Opera en la sombra con la mayor efectividad y, en apenas unas semanas, ha tenido que salir a la luz, donde no se encuentra cómodo, para dar cuenta de sus actividades. El Centro Nacional de Inteligencia, nuestros servicios de espionaje, a pesar de los recortes fruto de la crisis, siguen defendiendo a España de todo tipo de amenazas internas y externas: desde la sofisticada piratería informática hasta la amenaza terrorista de corte islámico.
En las últimas semanas, el
Centro Nacional de Inteligencia se ha visto salpicado por diversos asuntos de actualidad que le han obligado a abandonar las sombras, en las que se desenvuelve con soltura, para tener que dar la cara y rendir cuenta de sus actividades.
Su actual director y máximo responsable,
Félix Sanz Roldán, comparecía a puerta cerrada esta misma semana ante la Comisión de Gastos Reservados del Congreso de los Diputados para explicar la relación del Estado español con
Corinna zu Sayn-Wittgenstein, de la que se llegó a decir que contaba con una escolta personal formada por agentes del CNI.
Además, la reciente filtración de un vídeo en el que supuestamente aparecen varios soldados españoles
apalizando a prisioneros iraquíes ha servido de excusa a algunos partidos políticos para pedir explicaciones de nuevo al CNI sobre la veracidad de las imágenes y sobre si tenía conocimiento de las mismas.

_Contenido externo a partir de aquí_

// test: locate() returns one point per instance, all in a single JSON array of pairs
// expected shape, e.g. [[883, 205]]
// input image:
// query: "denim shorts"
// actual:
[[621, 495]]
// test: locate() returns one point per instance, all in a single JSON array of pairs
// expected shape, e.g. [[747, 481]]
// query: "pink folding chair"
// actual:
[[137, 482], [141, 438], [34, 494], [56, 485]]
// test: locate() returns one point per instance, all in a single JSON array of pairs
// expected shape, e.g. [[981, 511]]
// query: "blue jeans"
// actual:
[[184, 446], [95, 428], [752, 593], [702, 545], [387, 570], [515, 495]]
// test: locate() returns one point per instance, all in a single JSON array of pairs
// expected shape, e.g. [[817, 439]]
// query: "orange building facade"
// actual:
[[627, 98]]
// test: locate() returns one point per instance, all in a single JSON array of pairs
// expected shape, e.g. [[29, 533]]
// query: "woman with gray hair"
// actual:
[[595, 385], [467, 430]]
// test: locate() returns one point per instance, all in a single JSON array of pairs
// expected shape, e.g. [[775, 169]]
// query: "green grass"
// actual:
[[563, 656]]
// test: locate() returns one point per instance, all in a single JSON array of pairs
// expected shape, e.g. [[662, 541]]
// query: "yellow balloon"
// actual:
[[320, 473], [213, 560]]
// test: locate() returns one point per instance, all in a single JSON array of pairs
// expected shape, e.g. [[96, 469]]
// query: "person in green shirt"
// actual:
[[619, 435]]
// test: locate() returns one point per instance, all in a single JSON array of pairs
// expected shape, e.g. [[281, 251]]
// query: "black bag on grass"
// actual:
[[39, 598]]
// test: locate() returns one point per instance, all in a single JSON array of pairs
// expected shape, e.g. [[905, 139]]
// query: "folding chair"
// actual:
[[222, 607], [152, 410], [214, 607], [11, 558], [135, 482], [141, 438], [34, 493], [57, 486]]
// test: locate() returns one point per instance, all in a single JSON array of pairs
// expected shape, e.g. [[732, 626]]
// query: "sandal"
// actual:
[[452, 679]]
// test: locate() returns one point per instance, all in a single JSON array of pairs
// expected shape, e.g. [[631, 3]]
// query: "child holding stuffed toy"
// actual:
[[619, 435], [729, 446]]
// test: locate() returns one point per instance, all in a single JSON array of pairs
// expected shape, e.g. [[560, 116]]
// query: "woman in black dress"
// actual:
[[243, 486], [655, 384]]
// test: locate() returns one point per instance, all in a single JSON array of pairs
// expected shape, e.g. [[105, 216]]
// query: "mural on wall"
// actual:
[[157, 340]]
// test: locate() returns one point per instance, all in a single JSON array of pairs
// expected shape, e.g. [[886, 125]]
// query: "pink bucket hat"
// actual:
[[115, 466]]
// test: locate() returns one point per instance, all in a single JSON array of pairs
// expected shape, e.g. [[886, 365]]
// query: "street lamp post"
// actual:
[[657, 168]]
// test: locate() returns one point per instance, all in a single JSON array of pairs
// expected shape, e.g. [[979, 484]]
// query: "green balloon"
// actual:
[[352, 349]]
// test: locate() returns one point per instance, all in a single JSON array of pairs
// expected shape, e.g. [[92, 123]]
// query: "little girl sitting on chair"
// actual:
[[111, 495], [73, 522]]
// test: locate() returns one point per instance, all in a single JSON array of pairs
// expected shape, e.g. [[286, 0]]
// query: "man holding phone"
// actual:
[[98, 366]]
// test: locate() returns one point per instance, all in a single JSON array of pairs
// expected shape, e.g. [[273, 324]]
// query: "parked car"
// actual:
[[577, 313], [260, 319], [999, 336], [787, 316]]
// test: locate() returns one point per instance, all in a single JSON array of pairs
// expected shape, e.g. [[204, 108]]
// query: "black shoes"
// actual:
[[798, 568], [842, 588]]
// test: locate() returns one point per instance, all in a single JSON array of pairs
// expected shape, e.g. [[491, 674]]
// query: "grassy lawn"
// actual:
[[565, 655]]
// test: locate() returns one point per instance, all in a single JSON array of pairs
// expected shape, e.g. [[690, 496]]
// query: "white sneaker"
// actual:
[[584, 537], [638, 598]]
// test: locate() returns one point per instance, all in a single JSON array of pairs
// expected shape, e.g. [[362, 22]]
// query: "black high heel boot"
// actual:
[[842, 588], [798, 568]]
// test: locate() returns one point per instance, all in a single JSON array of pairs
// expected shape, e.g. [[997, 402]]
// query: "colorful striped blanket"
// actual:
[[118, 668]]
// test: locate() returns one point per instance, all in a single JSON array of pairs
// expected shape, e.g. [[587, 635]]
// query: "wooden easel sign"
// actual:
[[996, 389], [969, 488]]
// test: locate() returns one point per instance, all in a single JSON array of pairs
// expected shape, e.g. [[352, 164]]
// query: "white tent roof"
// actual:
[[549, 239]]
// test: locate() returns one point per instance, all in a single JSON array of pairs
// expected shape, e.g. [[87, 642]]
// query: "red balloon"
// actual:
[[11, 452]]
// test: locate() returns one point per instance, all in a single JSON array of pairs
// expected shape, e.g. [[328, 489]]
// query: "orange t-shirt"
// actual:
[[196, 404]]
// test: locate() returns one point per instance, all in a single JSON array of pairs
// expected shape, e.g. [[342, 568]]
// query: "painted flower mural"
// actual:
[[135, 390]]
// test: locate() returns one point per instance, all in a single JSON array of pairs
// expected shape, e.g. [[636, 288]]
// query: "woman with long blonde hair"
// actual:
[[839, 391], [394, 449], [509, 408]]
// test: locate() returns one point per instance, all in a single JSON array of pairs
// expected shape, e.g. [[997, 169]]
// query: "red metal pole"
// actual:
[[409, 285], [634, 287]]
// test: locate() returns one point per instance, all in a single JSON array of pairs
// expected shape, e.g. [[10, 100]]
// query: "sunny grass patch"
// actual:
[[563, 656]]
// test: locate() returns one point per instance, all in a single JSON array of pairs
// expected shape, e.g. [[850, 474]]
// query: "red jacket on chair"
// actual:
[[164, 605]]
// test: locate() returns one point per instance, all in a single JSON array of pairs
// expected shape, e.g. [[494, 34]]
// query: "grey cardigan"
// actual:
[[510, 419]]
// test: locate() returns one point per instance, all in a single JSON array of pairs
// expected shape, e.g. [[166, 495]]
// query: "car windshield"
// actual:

Estos dos casos, diferentes entre sí, dan buena cuenta de lo largos que llegan a ser los tentáculos de los servicios de inteligencia y espionaje españoles, que desde el alto el fuego permanente declarado por la banda terrorista
Eta han tenido que redirigir su gran cantidad de recursos técnicos y humanos hacia otros objetivos y funciones.
Sede del Centro Nacional de Inteligencia en Madrid. Foto: EfeEn la actualidad, y desde 2006, el Centro Nacional de Inteligencia depende de la Presidencia del Gobierno español y suele hacer labores para dos ministerios en concreto: el de
Defensa y el de
Interior. Asimismo, desarrolla su labor en estrecha colaboración con otros cuerpos de seguridad del Estado, como la Policía Nacional o la Guardia Civil, con los que trabaja codo con codo en el seguimiento y neutralización de posibles amenazas.

Cuenta con algo más de medio millar de empleados (la CIA, su hermano estadounidense, tiene en plantilla a cerca de 20.000) y su sede central se ubica en
Pozuelo de Alarcón (Madrid), muy cerca del hipódromo de La Zarzuela.
Su labor, según reza en su propia página web, es
"facilitar al presidente del Gobierno y al Gobierno de la Nación las informaciones, análisis, estudios o propuestas que permitan prevenir y evitar cualquier peligro, amenaza o agresión contra la independencia o integridad territorial de España, los intereses nacionales y la estabilidad del Estado de derecho y sus instituciones".
Con un presupuesto de poco más de
200 millones de euros que ha ido menguando en los últimos ejercicios debido a la crisis (un 7,9 por ciento en los últimos Presupuestos Generales), la Inteligencia española tiene que hacer frente a todos aquellos riesgos que amenazan la seguridad de nuestro país, desde la
ciberdelincuencia pasando por el
terrorismo islamista o, como no, los
servicios secretos y de espionaje de otros países y Eta y sus miembros en búsqueda y captura.
Sus actividades están protegidas por la
Ley Orgánica 11/2002, que también blinda al organismo y a sus empleados, su estructura interna, sus sedes, las operaciones en las que se ve inmerso, sus fuentes y los procedimientos de la luz pública. Es bajo el amparo de esta normativa por la que Sanz Roldán pudo comparecer a puerta cerrada ante sus señorías y no a puerta abierta como se hace en el resto de comisiones parlamentarias.